From: "Uladzislau Rezki (Sony)" urezki@gmail.com
mainline inclusion from mainline-v6.9-rc1 commit 38f6b9af04c4b79f81b3c2a0f76d1de94b78d7bc category: feature bugzilla: https://gitee.com/openeuler/kernel/issues/I9CHG1 CVE: NA
Reference: https://git.kernel.org/pub/scm/linux/kernel/git/torvalds/linux.git/commit/?i...
-------------------------------------------------
Patch series "Mitigate a vmap lock contention", v3.
1. Motivation
- Offload global vmap locks making it scaled to number of CPUS;
- If possible and there is an agreement, we can remove the "Per cpu kva allocator" to make the vmap code to be more simple;
- There were complaints from XFS folk that a vmalloc might be contented on their workloads.

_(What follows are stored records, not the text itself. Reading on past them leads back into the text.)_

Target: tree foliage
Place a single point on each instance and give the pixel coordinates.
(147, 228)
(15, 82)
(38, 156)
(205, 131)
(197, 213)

2. Design(high level overview)
We introduce an effective vmap node logic. A node behaves as independent entity to serve an allocation request directly(if possible) from its pool. That way it bypasses a global vmap space that is protected by its own lock.
An access to pools are serialized by CPUs. Number of nodes are equal to number of CPUs in a system. Please note the high threshold is bound to 128 nodes.
Pools are size segregated and populated based on system demand. The maximum alloc request that can be stored into a segregated storage is 256 pages. The lazily drain path decays a pool by 25% as a first step and as second populates it by fresh freed VAs for reuse instead of returning them into a global space.
When a VA is obtained(alloc path), it is stored in separate nodes. A va->va_start address is converted into a correct node where it should be placed and resided. Doing so we balance VAs across the nodes as a result an access becomes scalable. The addr_to_node() function does a proper address conversion to a correct node.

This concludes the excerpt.